0:00

, The Chain rule is so important, it's worth thinking through a proof of its

validity. You might be tempted to think that you can get away with just

cancelling. What I mean is you might be tempted to think that something like this

works. let's say you wanted to differentiate g of f of x. You might set f

of x equal to y. And then, you might think, well, what you're really trying to

calculate is the derivative of g of y and okay. And then, you might say, well, the

derivative of g of y, that will be the derivative of g with respect to y times

the derivative of y with respect to x, and that's really the Chain rule. I mean, this

first thing is the derivative of g and this other thing is the derivative of f

just like you'd expect, and then you're trying to say that you can just cancel,

alright? You're not allowed to just cancel. I mean, the upshot here is just

that dy/dx is not a fraction, alright? You can't justify this equality by just

canceling because these objects, the way you're supposedly doing the canceling,

they're not fractions. We need a more delicate argument than that. One way to go

is to give a slightly different definition of derivative. Well, here's a slightly

different way of packaging up the derivative. The function f is

differentiable at a point a, provided there's some number, which I"m

suggestively calling f prime of a, if the derivative of f at a, so that the limit of

this error function is equal to 0. And what's this error function? Well, it's

measuring how far my approximation is that I'd get using the derivative from the

actual functions output if I plug in an input value near a. In some ways, that's

actually a nicer definition of derivative, since it really conveys that the

derivative provides a way to approximate output values of functions. In any case,

now, let's take this new definition of derivative and try to prove the Chain

rule. Try to approximate g of f of x plus h. Try to discover the Chain rules. So, I

want to be able to express this in terms of the derivative s of g and f, at least,

approximately, and then control the error. Well, I can do that for f because I'm

assuming that f is deferential about the point x. So, this is g of, instead of f of

x plus h, f of x plus the derivative of f at x times h plus an error term, we should

be calling error of f of h times h. I'm going to play the same game with g. This

is g of f of x plus a small quantity. And if I assume that g is differentiable at

the point f of x, then this is g of f of x plus the derivative of g at f of x times

how much I wiggle by, which, in this case, is f prime of x h plus that error term

plus an error term for g, which is the error term for g.

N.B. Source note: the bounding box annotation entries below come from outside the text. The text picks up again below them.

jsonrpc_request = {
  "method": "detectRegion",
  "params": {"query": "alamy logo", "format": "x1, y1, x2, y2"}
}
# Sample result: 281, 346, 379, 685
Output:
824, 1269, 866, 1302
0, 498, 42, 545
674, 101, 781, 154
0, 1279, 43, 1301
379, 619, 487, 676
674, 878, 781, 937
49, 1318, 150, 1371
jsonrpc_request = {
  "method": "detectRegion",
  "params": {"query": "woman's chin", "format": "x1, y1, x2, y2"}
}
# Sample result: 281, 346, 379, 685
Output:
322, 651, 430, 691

And I have to put in how

much I wiggled by, which, in this case, is f prime of xh plus the error term for f at

h times h times that same quantity, f prime of xh plus the error term for f at h

times h. Alright, so that's exactly equal to g of f of x plus h and I'm including

all of the error terms. Now, we can expand out a bit. So, this is g of f of x plus,

you can multiply these two terms together, g prime of f of x times f prime of xh.

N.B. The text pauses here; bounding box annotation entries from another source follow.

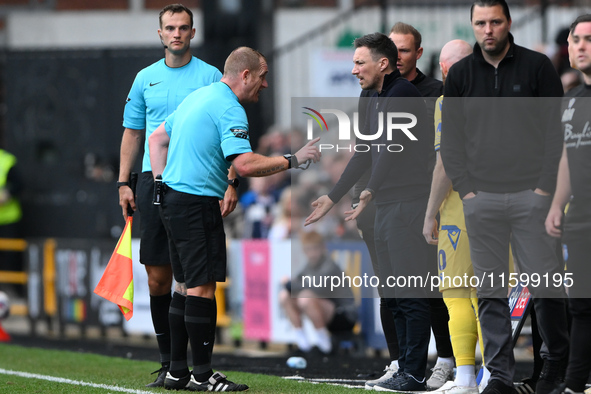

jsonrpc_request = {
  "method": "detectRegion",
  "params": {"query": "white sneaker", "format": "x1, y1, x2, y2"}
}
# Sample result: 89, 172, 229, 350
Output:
427, 362, 454, 390
431, 380, 479, 394
365, 361, 398, 390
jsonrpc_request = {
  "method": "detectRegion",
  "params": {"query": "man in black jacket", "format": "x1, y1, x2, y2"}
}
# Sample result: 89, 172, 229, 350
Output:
441, 0, 568, 394
546, 14, 591, 394
305, 33, 435, 391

That's looking really good, because that's what the Chain rule is, right? It's

supposed to give me this as the derivative of g composed with f. Plus, I've got a ton

of error terms now. All those error terms have an h, so I'm going to collect all the

h's at the end. The first error term is g prime of f of x, this term here, times the

error of f at h. The next ones, plus the error of g, at this complicated quantity,

I was going to abbreviate hyphen, times f prime of x times h, I'm collecting all of

these h's the end, plus the error term for g, at that complicated quantity, times the

error for f at h, and all of that is times h. Alright. Now, this is almost giving me

the derivative of the composite function provided that I can control the size of

this error term, right? What I need to show now is that the limit as h approches

0 of this error term is really 0, and the error term, right, it's the part before th

e times h, and it's g prime of f of x times the error term for f at h plus the

error term for g times f prime of x, plus the error term for g times the error term

for f at h. Now, why do I know that, that limit is equal to 0? Well, I can do it in

pieces, right? It's the limit of the sum, so it's the sum of the limits. and I know

that this first term is 0 because it's got an error f h term in it, and because f is

differentiable, the error term goes to 0. I likewise know the same for this,

alright? This is, it also got an error f of h term in it. The most mysterious term

is this. But if you think a little bit more about it, the error of g at this

hyphen thing, which I'm abbreviating this whole thing here, also goes to 0 as h goes

to 0. And that's another thing to know that the limit as h goes to 0 of this

quantity is 0 which is then enough to say that g of f of x plus h equals this

quantity, actually implies that this is the derivative. So, here's what we've

actually shown. Suppose that f is differentiable at a point a and g is

differentiable at the point f of a, then the composite function, g composed with f,

is differentiable at a, with the derivative of g of f at the point a, equal

to the derivative of g at f of a times the derivative of f at a.